Back to your question. I don't think there is a direct way to do this with
sympy at the moment. But...

There is DeferredVector that with some work can be extended to do this. But
I don't think that the idea behind it was to do that. (The others should
correct me if I'm wrong)

On the other hand there was the demand for a MatrixSymbol class. I suppose
that is the way to do what you want but this is not yet implemented. If you
think that it covers what you want to do you may add to the discussion on
the wiki page https://github.com/sympy/sympy/wiki/Matrix-Expressions

I also saw that the tensor analysis is supposed to do the same thing
(according to wikipedia).
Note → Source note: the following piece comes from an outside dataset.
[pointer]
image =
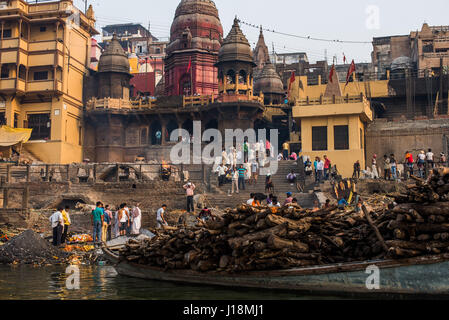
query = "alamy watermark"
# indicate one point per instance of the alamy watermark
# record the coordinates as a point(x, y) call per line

There is a tensor module (but it's actually just
objects with index, not real tensors (please correct me if I'm wrong on
this)). It seems to me it's used mainly for code generation so I'm not sure
if it's the best tool for this problem. Finally there is the GA module that
is frequently mentioned in this type of discussions. But the formalism
presented by it is quite different even if it is equivalent.